Wait a minute. I am also one of that group! I have been told it is very unusual for a high school “dropout” to become a high school teacher. Perhaps. I know I never let my circumstances blur my vision for what my future would unfold.

Those years in college, Bob and I saw less and less of each other; the nights I wasn’t in class, he was. This lasted for some time until he graduated and found a hairdressing position, quitting his clerk job and working days. I was still a day secretary and night student and whenever parent and wife. When I got discouraged, I would sit down and make charts of the classes I had taken and those still remaining. Even though I longed for the time I could quit work and attend the main campus in Boulder, I knew that I had to work until I had one year, three semesters, of classes remaining.

After about two years of college, still in night classes, I declared a major. That was when CU realized I was seeking a degree. I had to submit records of high school and take placement tests. When they discovered I didn’t have a high school diploma, they said I needed to get a General Equivalency Diploma to be able to seek a degree. Fortunately, Bob’s Uncle Harold was a former professor from the University of Kansas and agreed to tutor me. At that time I was required to take the exam in the state in which I attended high school. New Mexico graciously accepted Uncle Harold’s credentials and allowed him to administer the exam to me in Denver.

After four years of attending college year round in the evenings, I was within a three-semester year of getting my degree and finally began to attend the university full time to finish up. Those three semesters were carefully planned, each one carrying an overload of classes. If all went well, by June of 1967 I would have my BA in English and Speech, plus having a teaching credential.

I quit my job and began driving to Boulder at the beginning of the summer of 1966. It was not a desirable commute when there were winter snow conditions, but it felt good to be able to just focus on school and family. At least we were no longer renting in the southern part of Denver, but had bought a house in the northernmost suburb, Northglenn. Boulder is north and west of Denver so the distance was shorter than it would have been if we had still lived in Littleton.

The car we got for me to drive was a DKW, which stood for Des Kleine Wunder, which translated was “The Little Wonder.” It was a little wonder, if it ever started! Most days I would have to look for parking on a hill in Boulder, which meant it was kind of far from the campus. My daily routine after classes was to push the car, getting a roll going, then jumping in and popping the clutch to get it started. It was always stressful to get it moving enough for it to start. If it didn’t start, I would be at the bottom of a hill, stuck.

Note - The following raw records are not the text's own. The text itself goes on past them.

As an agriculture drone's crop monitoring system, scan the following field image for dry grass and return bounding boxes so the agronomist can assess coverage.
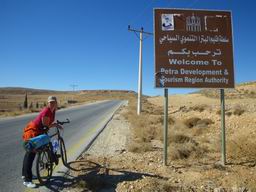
[0,88,135,117]
[125,97,210,160]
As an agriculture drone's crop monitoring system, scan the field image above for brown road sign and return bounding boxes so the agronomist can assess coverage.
[154,9,234,88]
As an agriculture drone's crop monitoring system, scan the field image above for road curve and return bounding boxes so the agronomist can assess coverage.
[0,100,122,192]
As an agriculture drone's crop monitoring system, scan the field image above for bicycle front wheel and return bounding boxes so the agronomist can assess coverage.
[60,138,67,165]
[36,150,53,184]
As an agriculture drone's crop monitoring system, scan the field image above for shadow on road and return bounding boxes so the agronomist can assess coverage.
[39,161,164,192]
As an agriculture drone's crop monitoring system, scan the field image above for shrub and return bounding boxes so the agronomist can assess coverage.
[184,117,201,128]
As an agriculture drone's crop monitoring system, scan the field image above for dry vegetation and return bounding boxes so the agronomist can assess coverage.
[0,88,134,117]
[2,83,256,192]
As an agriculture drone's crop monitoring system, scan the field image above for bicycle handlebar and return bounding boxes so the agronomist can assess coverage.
[57,119,70,125]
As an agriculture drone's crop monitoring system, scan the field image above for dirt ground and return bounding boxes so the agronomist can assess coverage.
[63,87,256,192]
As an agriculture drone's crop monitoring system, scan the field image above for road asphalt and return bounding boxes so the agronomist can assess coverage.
[0,100,123,192]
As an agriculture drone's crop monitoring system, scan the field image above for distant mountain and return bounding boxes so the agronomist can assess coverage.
[197,81,256,99]
[0,87,68,95]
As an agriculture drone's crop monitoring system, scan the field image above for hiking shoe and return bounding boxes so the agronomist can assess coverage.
[23,181,36,188]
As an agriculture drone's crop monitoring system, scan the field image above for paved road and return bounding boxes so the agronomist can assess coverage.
[0,101,122,192]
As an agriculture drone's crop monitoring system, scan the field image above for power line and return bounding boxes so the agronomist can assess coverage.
[128,25,153,115]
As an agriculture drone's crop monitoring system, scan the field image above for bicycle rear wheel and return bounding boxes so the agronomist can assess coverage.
[36,150,53,184]
[60,138,67,165]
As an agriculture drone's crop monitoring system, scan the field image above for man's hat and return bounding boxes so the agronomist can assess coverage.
[47,96,57,103]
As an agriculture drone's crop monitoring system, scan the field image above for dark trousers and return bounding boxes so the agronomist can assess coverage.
[22,152,36,182]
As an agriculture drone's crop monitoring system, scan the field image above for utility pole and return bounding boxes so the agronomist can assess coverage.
[128,25,153,115]
[70,84,78,101]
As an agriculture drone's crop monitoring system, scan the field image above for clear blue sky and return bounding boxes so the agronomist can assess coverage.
[0,0,256,95]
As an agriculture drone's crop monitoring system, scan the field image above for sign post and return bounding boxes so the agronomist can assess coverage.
[163,89,168,166]
[154,9,234,164]
[220,89,226,165]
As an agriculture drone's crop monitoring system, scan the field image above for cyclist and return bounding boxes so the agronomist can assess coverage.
[22,96,63,188]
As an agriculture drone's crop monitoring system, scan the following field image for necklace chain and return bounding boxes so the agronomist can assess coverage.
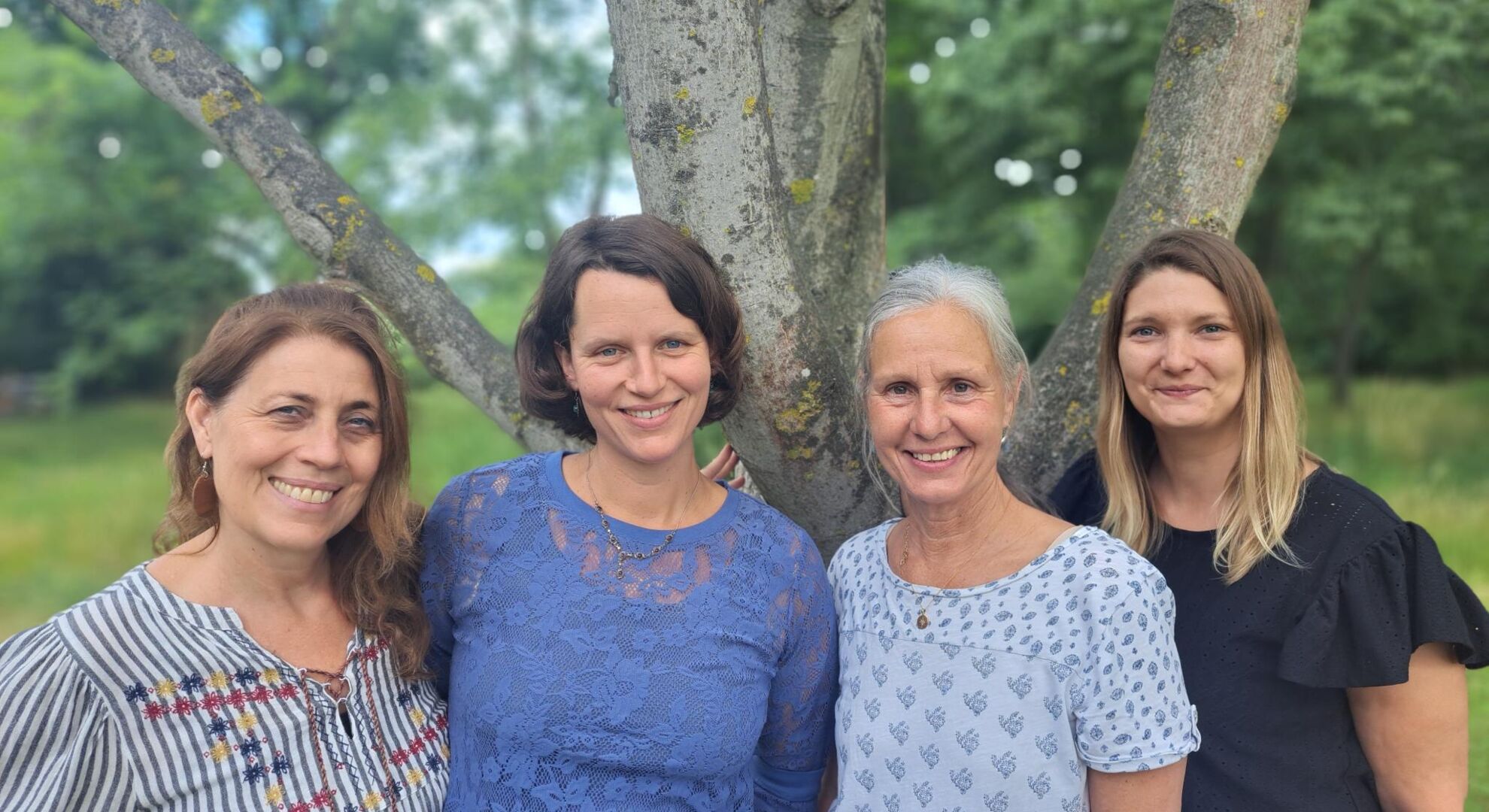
[584,457,702,581]
[298,648,398,812]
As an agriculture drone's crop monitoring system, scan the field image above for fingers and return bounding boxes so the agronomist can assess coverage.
[700,443,743,489]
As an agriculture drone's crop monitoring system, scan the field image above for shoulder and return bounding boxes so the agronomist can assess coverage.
[828,519,898,584]
[1047,525,1172,612]
[1284,466,1407,568]
[1050,448,1106,525]
[731,490,825,577]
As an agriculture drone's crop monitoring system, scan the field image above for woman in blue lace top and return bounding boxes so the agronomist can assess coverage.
[423,214,837,810]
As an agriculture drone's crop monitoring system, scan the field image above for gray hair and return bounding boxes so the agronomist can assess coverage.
[855,256,1033,505]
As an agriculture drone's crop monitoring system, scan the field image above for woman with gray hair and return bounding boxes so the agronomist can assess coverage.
[829,259,1199,812]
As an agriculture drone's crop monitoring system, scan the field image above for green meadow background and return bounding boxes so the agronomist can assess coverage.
[0,377,1489,809]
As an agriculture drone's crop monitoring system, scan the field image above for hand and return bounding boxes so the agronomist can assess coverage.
[699,443,744,490]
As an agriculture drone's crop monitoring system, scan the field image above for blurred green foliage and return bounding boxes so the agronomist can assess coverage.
[884,0,1489,378]
[0,0,626,402]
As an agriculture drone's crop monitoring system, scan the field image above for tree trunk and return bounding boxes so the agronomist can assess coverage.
[52,0,1307,554]
[609,0,884,553]
[1005,0,1307,493]
[52,0,581,448]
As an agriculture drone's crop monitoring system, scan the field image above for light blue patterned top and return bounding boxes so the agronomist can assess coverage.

The unusual way this car was built, however, was critical to this push-start process. The doors were hung backwards, so I could push the car hanging onto the steering wheel to make sure I could get back in the car in time to start it up. Needless to say, the leather strap installed to make sure the door didn’t go all the way back had long since been snapped. Going through all of this on a daily basis by myself was tougher with the abundant snows of winter. It was so hard to get traction in the snow and ice.

I am not remembering at what point we decided we had to get rid of that car, but I was one happy person when we purchased the turquoise Chevy Mazda. At that time it wasn’t really a sports car. It was roomy and, most importantly, reliable. No more push starts for this student.

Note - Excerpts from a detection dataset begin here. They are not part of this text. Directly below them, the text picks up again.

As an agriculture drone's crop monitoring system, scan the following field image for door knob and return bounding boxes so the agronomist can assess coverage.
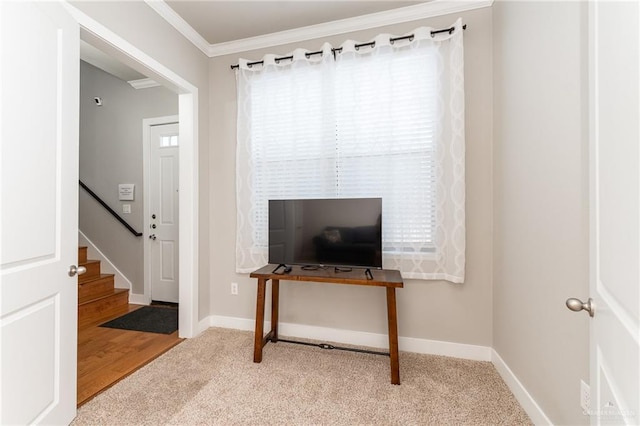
[566,297,596,317]
[69,265,87,277]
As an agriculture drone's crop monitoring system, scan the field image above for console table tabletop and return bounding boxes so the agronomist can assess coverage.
[250,264,404,288]
[250,264,404,385]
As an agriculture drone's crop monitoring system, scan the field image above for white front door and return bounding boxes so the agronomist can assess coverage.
[589,1,640,425]
[0,2,80,425]
[148,123,179,303]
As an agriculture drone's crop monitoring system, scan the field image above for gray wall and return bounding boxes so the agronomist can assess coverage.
[493,1,589,424]
[209,8,493,346]
[79,61,178,294]
[71,1,211,319]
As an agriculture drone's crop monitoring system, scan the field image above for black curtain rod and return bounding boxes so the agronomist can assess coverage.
[231,24,467,70]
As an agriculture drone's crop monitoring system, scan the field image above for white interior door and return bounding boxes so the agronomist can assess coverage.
[589,1,640,425]
[149,123,179,303]
[0,2,80,425]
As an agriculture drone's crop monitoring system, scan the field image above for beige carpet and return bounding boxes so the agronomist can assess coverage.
[72,328,531,425]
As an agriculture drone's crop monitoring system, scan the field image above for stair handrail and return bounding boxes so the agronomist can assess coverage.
[78,180,142,237]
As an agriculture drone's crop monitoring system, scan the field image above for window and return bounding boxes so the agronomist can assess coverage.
[236,23,464,282]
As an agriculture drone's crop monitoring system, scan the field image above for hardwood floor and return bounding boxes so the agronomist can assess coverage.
[78,305,184,406]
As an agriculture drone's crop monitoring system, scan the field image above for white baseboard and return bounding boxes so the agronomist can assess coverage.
[78,229,132,292]
[208,315,552,425]
[208,315,491,361]
[491,349,553,425]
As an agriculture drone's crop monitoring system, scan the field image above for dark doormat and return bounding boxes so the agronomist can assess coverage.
[100,306,178,334]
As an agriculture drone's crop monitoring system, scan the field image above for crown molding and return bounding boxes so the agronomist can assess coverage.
[127,78,160,89]
[207,0,494,58]
[144,0,210,56]
[145,0,494,58]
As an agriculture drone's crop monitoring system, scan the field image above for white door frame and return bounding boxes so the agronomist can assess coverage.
[142,115,182,305]
[63,2,201,337]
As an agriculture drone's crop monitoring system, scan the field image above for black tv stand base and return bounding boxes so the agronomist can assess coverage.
[271,263,291,274]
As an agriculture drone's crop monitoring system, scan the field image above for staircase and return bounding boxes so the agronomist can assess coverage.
[78,247,129,328]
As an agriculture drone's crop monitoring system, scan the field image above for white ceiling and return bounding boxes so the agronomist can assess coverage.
[166,0,425,44]
[82,0,493,81]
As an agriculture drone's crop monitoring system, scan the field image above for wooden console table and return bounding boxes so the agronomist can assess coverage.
[250,265,404,385]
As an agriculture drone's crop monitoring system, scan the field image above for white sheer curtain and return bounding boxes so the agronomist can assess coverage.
[236,20,465,282]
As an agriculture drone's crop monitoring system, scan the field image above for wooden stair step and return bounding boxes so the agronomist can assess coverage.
[78,246,87,265]
[78,274,114,304]
[78,259,100,284]
[78,288,129,328]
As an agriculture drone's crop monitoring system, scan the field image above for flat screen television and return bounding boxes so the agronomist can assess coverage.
[269,198,382,268]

That June of 1967 there couldn’t have been a graduate of CU any more relieved than I. My mother and her new husband, George, and my sister Carol and a friend of hers all came from Hobbs to celebrate this achievement. Monicqua was enchanted by Carol and her friend, Barbara, who collaborated to make her pancakes in the shapes of animals. She had fun trying to guess what each was. It was a great time of jubilation. Mine was the only degree in our family at that time.

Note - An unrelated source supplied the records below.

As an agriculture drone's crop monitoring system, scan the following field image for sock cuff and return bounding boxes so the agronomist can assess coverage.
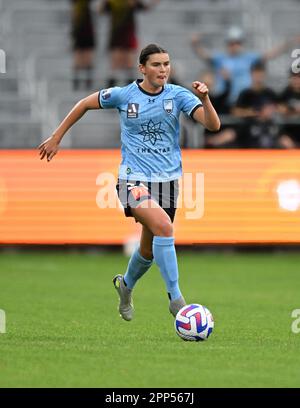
[135,248,153,265]
[153,236,175,246]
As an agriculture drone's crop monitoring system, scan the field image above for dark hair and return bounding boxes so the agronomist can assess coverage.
[251,60,266,72]
[139,44,168,65]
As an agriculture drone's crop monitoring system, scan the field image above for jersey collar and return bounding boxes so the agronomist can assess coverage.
[135,79,165,96]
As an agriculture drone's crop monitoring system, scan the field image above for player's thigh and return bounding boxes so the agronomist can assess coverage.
[131,199,173,237]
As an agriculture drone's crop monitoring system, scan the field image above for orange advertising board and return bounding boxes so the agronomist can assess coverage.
[0,150,300,244]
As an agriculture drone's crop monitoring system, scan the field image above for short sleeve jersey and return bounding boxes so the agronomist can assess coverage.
[99,81,201,181]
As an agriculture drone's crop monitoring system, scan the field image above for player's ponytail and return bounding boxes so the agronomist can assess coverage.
[139,44,168,65]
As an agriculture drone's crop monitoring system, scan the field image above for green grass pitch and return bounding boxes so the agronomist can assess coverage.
[0,251,300,388]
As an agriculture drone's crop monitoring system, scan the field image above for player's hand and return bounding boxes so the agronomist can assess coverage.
[193,81,208,100]
[38,136,59,161]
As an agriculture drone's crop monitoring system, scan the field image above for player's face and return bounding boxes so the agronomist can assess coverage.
[140,53,170,88]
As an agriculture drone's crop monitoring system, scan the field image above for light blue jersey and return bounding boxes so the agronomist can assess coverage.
[99,80,201,182]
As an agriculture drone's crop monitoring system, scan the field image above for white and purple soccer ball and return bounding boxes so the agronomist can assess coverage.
[174,303,214,341]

By then I had already been offered a teaching position at a high school in Santa Maria, California, so there was no time to rest on my laurels as we were busy about the business of selling our house and packing up our belongings. There would be two of us starting school that fall. I would be teaching, and Monicqua, then five, would begin kindergarten. We all saw this as the beginning of a wonderful new chapter in our lives.